Statistical Analysis

χ2 and t-tests were performed to test for differences in the baseline characteristics between the two groups. Unconditional logistic regression was used to estimate the ORs and 95% CIs to evaluate the association between each allergic disease, the number of allergic diseases, and ITP. Multivariable logistic regression was used to manually account for the effects of age, sex, and comorbidities. We also estimated and compared the sex- and age-specific risk of developing ITP for both groups. For further analysis, we assessed the association between ITP and ITP-associated allergic diseases, including AC, AR, AD, and urticaria. We also performed a cohort analysis on the incidence rate and relative risk of allergic diseases in children with ITP compared with the non-ITP controls to investigate a causative link between allergic diseases and the onset of ITP, or a common pathway between these disorders. This retrospective cohort study involved 843 patients (aged < 18 y) whose ITP was newly diagnosed between 2000 and 2007 as the ITP cohort. The baseline was set as the date of ITP diagnosis. For each child with ITP, we randomly selected four non-ITP children matched by sex, age (within 1-y intervals), urbanization of residential area, parental occupation, and baseline year. Children with pre-existing allergic diseases were excluded from both cohorts. Hazard ratios and 95% CIs were calculated using multivariable Cox proportional hazard regression models (with the non-ITP control cohort as the reference group) to assess the association between ITP and the risk of developing allergic diseases. SAS Version 9.3 (SAS Institute, Carey, NC) was used for the data analysis, and statistical significance was defined as a two-tailed t-test value of 0.05.

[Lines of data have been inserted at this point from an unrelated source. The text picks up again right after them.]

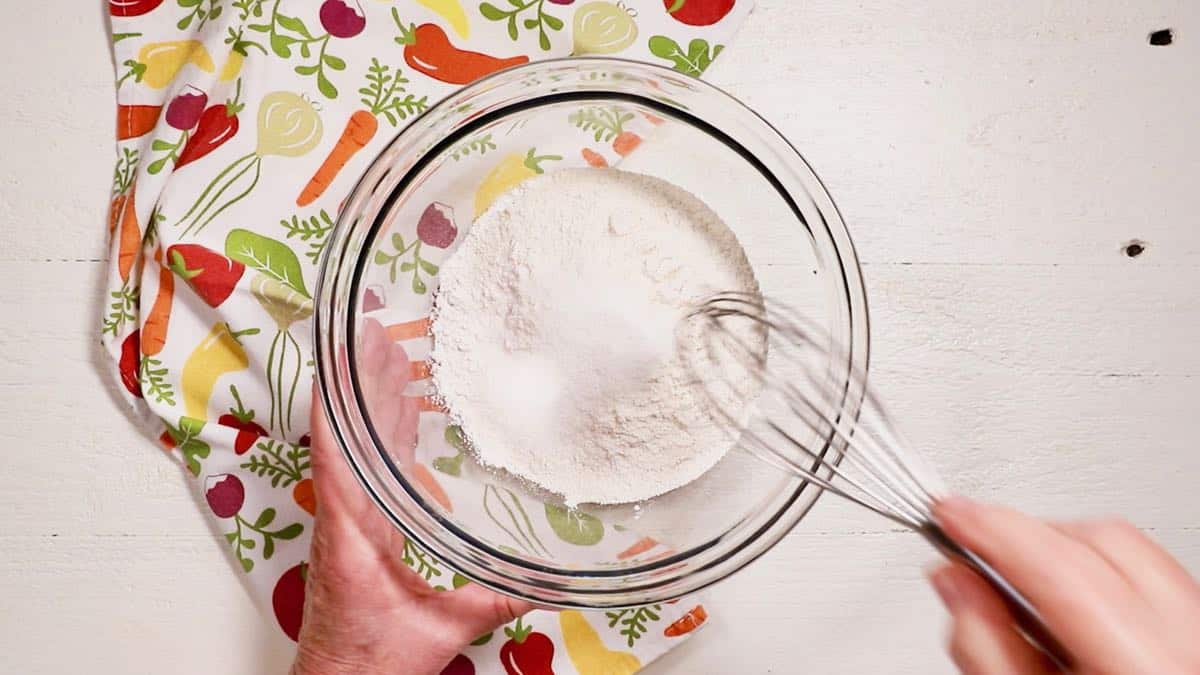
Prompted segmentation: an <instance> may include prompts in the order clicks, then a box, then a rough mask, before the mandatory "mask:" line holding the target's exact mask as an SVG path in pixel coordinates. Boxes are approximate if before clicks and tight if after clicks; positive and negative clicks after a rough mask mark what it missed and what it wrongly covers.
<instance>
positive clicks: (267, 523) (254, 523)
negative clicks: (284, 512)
mask: <svg viewBox="0 0 1200 675" xmlns="http://www.w3.org/2000/svg"><path fill="white" fill-rule="evenodd" d="M272 520H275V509H274V508H270V507H268V508H264V509H263V513H260V514H258V519H257V520H254V527H257V528H262V527H266V526H268V525H270V524H271V521H272Z"/></svg>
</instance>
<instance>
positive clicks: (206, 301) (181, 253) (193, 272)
mask: <svg viewBox="0 0 1200 675" xmlns="http://www.w3.org/2000/svg"><path fill="white" fill-rule="evenodd" d="M167 267H169V268H170V270H172V271H174V273H175V274H178V275H179V276H180V279H182V280H184V281H186V282H187V285H188V286H191V288H192V291H196V294H197V295H199V297H200V299H202V300H204V301H205V303H206V304H208V305H209V306H210V307H216V306H220V305H221V303H223V301H226V299H228V298H229V295H230V294H232V293H233V289H234V287H236V286H238V281H239V280H240V279H241V275H242V274H245V273H246V265H244V264H242V263H239V262H238V261H232V259H229V258H227V257H224V256H222V255H221V253H218V252H216V251H214V250H212V249H208V247H205V246H200V245H199V244H175V245H174V246H170V247H169V249H167Z"/></svg>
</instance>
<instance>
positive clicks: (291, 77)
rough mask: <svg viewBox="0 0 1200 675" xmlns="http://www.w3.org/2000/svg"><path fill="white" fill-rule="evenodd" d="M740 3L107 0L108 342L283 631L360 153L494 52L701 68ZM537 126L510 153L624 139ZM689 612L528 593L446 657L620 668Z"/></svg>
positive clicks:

Statement of Financial Support

This study was partially supported by the Bureau of Health Promotion, Taiwan Ministry of Health Welfare, R.O.C. (Taiwan) (DOH99-HP-1205); study project grants (DMR-103-018 and DMR-103-020) from China Medical University Hospital, Taiwan Ministry of Health and Welfare Clinical Trial and Research Center of Excellence (MOHW103-TDU-B-212-113002); Health and welfare surcharge of tobacco products, China Medical University Hospital Cancer Research Center of Excellence (MOHW104-TD-B-111-03, Taiwan); and the International Research-Intensive Centers of Excellence, Taiwan (I-RiCE) (NSC101-2911-I-002-303). The funders had no role in the study design, data collection and analysis, decision to publish, or preparation of this manuscript. No additional external funding was received for this study.

Disclosure

The authors have no financial relationships relevant to this article to disclose.